Introduction

Last week, we were talking about the classes `P` and `NP` and about `NP`-completeness.
We said language was in `P` if they have a polynomial time decision procedure (i.e., an algorithm that run in `p`-time on an input size that outputs yes if in language no if not )
We said language `L` was in `NP` if it has a polynomial time verification algorithm `A(x,y)` and polynomial `q` such that `x in L`, iff there exists `y` such that `|y| leq q(|x|)` and `A(x,y)` outputs 1.
We said a language `L` is `p`-time reducible to another language `L'`, written `L leq_p L'`, if there is a polynomial time computable map `f` from strings to string such that `x in L` iff `f(x) in L'`.
A language `L` is said to be `NP`-complete if it is in `NP` and any other language in `NP` is `p`-time reductible to `L`.
We exhibited several `NP`-complete languages last week: CIRCUIT-SAT, SAT, 3SAT, CLIQUE, VERTEX-COVER, HAM-CYCLE, TSP.
Today, we exhibit one more before moving on to approximation algorithms: SUBSET-SUM.

SUBSET-SUM

In the subset-sum problem we are given a finite set `S subset NN` and a target `t in NN`. We then ask is there a subset `S' subseteq S` whose elements sum to `t`?
For example, if `S = {1,2,7, 14, 49}` and `t=16`, then the subset `S' = {2, 14}` is a solution.
Formally,
SUBSET-SUM = `{langle S, t rangle | exists S' subseteq S, t= sum_(s in S') s}`.
We assume in the framing of this problem that we are encoding the numbers in binary.

NP-Completeness of SUBSET-SUM

Theorem.
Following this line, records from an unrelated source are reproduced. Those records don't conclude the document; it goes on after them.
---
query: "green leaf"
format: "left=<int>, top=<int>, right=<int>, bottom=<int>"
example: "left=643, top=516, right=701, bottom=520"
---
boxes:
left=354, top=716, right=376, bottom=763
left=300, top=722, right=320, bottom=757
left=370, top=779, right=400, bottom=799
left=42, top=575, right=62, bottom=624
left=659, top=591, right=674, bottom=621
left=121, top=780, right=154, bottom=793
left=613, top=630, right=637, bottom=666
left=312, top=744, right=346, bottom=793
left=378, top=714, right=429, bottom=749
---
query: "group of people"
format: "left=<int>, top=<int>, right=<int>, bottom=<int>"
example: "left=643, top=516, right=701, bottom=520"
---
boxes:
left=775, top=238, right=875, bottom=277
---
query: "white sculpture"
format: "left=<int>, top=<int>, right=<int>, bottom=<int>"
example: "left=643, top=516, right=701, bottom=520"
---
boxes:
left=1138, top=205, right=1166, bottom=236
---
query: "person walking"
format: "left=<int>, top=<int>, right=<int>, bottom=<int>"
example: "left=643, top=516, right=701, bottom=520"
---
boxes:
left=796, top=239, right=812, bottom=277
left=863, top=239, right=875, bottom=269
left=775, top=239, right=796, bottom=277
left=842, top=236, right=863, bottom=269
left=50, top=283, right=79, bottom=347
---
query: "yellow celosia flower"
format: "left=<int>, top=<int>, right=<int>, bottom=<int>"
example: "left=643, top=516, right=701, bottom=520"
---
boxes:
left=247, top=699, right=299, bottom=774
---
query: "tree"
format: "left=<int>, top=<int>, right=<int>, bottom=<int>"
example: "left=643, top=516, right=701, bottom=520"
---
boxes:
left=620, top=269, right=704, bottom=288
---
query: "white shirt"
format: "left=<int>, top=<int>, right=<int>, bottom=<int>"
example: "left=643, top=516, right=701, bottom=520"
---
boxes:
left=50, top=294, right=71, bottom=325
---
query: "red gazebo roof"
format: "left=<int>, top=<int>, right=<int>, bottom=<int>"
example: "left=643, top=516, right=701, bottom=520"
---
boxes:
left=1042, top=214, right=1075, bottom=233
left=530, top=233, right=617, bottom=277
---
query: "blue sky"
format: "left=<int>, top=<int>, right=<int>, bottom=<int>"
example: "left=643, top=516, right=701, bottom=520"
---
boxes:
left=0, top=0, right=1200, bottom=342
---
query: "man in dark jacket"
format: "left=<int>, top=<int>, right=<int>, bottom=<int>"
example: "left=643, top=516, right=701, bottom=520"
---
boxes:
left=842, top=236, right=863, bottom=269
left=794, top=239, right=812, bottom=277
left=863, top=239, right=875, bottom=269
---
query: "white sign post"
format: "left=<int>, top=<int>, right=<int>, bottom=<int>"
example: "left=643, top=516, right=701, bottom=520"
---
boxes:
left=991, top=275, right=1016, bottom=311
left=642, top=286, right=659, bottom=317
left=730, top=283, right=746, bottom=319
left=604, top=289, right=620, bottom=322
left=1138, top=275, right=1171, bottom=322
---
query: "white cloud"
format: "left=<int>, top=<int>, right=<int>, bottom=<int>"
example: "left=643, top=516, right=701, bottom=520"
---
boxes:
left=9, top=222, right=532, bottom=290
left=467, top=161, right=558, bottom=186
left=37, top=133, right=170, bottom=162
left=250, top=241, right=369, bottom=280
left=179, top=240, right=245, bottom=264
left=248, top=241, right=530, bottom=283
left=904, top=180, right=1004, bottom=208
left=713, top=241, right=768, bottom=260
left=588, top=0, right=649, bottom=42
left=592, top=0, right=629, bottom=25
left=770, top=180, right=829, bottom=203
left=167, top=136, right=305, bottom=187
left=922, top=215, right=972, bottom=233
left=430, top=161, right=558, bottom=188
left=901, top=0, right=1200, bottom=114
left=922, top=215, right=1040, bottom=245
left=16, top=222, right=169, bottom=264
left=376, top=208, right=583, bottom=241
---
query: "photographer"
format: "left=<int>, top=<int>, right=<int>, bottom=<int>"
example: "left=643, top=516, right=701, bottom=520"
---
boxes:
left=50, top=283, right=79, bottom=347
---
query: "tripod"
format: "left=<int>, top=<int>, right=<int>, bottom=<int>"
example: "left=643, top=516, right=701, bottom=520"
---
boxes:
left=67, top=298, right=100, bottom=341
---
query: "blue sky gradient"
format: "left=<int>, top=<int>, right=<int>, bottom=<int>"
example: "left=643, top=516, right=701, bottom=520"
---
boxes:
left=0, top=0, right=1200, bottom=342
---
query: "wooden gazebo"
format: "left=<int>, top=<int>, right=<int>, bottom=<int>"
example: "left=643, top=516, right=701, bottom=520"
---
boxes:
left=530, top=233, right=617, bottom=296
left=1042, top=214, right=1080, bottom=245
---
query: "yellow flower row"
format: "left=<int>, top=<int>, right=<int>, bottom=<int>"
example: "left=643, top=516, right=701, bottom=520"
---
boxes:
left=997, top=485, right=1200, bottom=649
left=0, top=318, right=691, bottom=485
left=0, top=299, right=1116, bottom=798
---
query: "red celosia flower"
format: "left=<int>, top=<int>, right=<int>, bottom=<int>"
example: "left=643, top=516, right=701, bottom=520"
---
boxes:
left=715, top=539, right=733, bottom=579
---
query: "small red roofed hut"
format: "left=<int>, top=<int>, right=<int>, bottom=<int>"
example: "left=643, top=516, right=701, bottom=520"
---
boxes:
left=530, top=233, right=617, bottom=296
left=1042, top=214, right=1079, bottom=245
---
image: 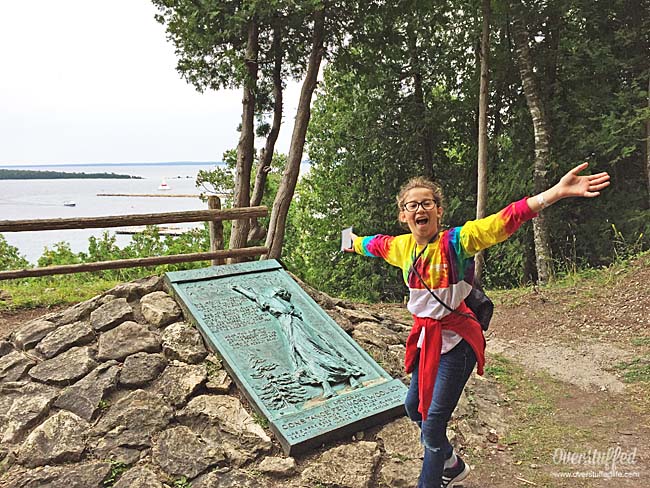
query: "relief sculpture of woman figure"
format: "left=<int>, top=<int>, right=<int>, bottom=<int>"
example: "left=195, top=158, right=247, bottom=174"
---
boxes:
left=232, top=285, right=364, bottom=398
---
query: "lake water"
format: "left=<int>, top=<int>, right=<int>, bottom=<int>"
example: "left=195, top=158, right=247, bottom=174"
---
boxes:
left=0, top=163, right=221, bottom=263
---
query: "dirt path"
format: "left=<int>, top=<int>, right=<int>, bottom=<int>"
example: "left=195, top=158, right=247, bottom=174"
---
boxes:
left=368, top=256, right=650, bottom=488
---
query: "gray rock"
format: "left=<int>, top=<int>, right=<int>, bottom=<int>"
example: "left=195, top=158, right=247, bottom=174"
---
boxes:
left=108, top=276, right=163, bottom=300
left=97, top=322, right=161, bottom=361
left=379, top=459, right=422, bottom=488
left=176, top=395, right=271, bottom=466
left=12, top=319, right=56, bottom=349
left=0, top=461, right=111, bottom=488
left=140, top=291, right=181, bottom=327
left=377, top=417, right=424, bottom=459
left=151, top=361, right=208, bottom=407
left=162, top=322, right=208, bottom=364
left=0, top=381, right=59, bottom=416
left=352, top=322, right=402, bottom=348
left=54, top=361, right=120, bottom=421
left=47, top=295, right=102, bottom=326
left=205, top=369, right=232, bottom=395
left=18, top=412, right=90, bottom=468
left=29, top=347, right=97, bottom=385
left=90, top=298, right=133, bottom=332
left=336, top=307, right=377, bottom=324
left=36, top=322, right=95, bottom=359
left=257, top=457, right=296, bottom=478
left=301, top=441, right=380, bottom=488
left=0, top=341, right=14, bottom=358
left=120, top=352, right=167, bottom=388
left=92, top=390, right=173, bottom=464
left=152, top=426, right=226, bottom=479
left=0, top=351, right=36, bottom=381
left=113, top=466, right=164, bottom=488
left=192, top=469, right=260, bottom=488
left=0, top=388, right=58, bottom=444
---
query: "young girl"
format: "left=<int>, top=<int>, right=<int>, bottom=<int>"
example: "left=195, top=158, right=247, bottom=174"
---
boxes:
left=347, top=163, right=609, bottom=488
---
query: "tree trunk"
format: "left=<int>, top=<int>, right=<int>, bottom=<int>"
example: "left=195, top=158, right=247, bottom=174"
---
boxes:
left=230, top=17, right=259, bottom=262
left=512, top=4, right=553, bottom=284
left=266, top=10, right=325, bottom=259
left=645, top=75, right=650, bottom=209
left=474, top=0, right=490, bottom=287
left=410, top=33, right=435, bottom=179
left=248, top=21, right=282, bottom=242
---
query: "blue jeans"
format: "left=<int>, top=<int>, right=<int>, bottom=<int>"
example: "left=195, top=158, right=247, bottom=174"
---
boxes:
left=404, top=340, right=476, bottom=488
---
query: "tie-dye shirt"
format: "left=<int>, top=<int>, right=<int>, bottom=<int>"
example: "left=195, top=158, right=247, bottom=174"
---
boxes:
left=354, top=198, right=537, bottom=353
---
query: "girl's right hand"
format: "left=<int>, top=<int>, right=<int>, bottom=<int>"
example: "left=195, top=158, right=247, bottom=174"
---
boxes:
left=343, top=232, right=359, bottom=252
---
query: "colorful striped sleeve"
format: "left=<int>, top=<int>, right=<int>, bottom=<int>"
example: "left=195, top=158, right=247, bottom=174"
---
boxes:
left=353, top=234, right=407, bottom=267
left=458, top=198, right=537, bottom=256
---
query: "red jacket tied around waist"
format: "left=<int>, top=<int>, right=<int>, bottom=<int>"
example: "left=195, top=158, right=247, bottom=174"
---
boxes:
left=404, top=302, right=485, bottom=421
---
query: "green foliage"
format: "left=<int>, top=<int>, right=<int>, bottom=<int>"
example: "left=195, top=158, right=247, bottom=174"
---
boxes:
left=172, top=476, right=192, bottom=488
left=0, top=234, right=31, bottom=271
left=285, top=0, right=650, bottom=300
left=38, top=241, right=82, bottom=267
left=103, top=460, right=129, bottom=488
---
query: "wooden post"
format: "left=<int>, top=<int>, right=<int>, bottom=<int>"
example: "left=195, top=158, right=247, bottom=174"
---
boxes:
left=208, top=195, right=225, bottom=266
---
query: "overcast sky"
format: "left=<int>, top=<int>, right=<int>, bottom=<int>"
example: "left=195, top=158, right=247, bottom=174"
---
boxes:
left=0, top=0, right=299, bottom=166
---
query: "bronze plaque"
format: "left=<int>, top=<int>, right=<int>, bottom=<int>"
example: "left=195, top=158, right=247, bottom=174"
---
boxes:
left=166, top=260, right=406, bottom=455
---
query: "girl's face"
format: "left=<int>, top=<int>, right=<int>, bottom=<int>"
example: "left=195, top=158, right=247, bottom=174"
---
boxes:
left=399, top=188, right=442, bottom=246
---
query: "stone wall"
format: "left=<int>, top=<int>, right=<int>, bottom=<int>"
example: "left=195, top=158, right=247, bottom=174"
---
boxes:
left=0, top=277, right=501, bottom=488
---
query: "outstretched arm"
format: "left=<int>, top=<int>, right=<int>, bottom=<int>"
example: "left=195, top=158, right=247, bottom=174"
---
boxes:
left=526, top=163, right=609, bottom=213
left=343, top=232, right=359, bottom=252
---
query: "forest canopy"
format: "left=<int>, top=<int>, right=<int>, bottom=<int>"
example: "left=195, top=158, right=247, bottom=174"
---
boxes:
left=153, top=0, right=650, bottom=300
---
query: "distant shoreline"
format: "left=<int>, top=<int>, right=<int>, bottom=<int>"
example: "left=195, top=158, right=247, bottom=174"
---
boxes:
left=0, top=161, right=224, bottom=169
left=0, top=169, right=143, bottom=180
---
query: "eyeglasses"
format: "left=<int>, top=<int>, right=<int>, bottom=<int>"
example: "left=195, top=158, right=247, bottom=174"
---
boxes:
left=402, top=200, right=437, bottom=212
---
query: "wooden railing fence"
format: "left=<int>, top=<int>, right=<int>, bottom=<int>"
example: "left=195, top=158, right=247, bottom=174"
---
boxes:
left=0, top=196, right=269, bottom=280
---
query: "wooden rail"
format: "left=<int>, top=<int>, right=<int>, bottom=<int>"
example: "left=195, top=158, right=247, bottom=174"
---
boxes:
left=0, top=207, right=268, bottom=232
left=0, top=201, right=269, bottom=280
left=0, top=247, right=269, bottom=280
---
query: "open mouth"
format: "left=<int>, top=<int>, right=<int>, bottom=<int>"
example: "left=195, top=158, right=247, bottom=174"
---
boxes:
left=415, top=217, right=429, bottom=225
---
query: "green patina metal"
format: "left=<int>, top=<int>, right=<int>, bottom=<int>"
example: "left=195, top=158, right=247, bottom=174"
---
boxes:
left=166, top=260, right=406, bottom=454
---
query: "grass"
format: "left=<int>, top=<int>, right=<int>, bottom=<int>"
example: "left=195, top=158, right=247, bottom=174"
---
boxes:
left=0, top=273, right=122, bottom=311
left=488, top=251, right=650, bottom=305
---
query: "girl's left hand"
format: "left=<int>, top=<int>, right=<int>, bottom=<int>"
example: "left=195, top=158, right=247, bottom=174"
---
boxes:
left=557, top=163, right=609, bottom=198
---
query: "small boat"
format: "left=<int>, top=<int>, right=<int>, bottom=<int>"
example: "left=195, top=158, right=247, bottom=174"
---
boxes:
left=158, top=179, right=172, bottom=190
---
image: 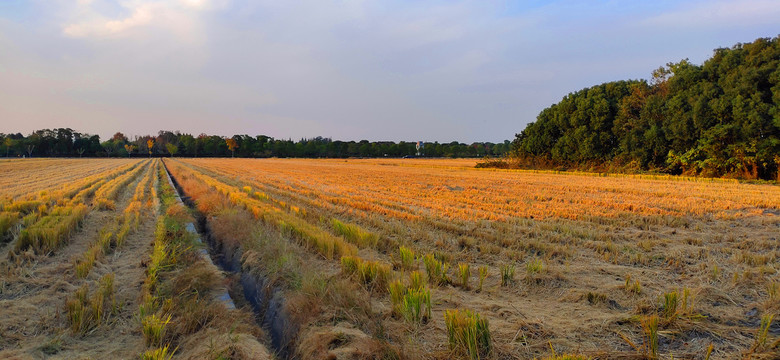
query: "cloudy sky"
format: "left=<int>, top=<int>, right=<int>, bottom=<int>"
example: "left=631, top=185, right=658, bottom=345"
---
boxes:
left=0, top=0, right=780, bottom=142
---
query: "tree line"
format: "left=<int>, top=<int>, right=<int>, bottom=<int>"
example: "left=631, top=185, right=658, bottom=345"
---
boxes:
left=502, top=36, right=780, bottom=179
left=0, top=128, right=512, bottom=158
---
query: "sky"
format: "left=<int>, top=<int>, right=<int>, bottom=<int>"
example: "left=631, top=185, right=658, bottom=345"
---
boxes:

SUBSET-SUM is `NP`-complete.

Proof. To see SUBSET-SUM is in `NP` notice if we are given an instance `langle S, t rangle` of subset sum and a particular encoding of set of integers `langle S' rangle`, by linear scan for each element of `S'` we can check if it is in `S`. Further, by another scan of `S'` we can compute the sum of the elements in `S'` and then check if they are equal to `t`. This whole procedure would take at most` O(|langle S, t rangle +langle S' rangle|^2)` and so is a polynomial time verification procedure for SUBSET-SUM.

To show SUBSET-SUM is `NP`-hard, i.e., any language in `NP` reduces to it, it suffices to reduce 3SAT to SUBSET-SUM, as we already showed 3SAT is `NP`-complete. Suppose `phi(x_1, ..., x_n)` is an instance of 3SAT with clauses `C_1, ..., C_k`. WLOG, we can assume each clause has exactly three distinct literal, no clause has both a literal and its negation, and each variable appears in at least one clause.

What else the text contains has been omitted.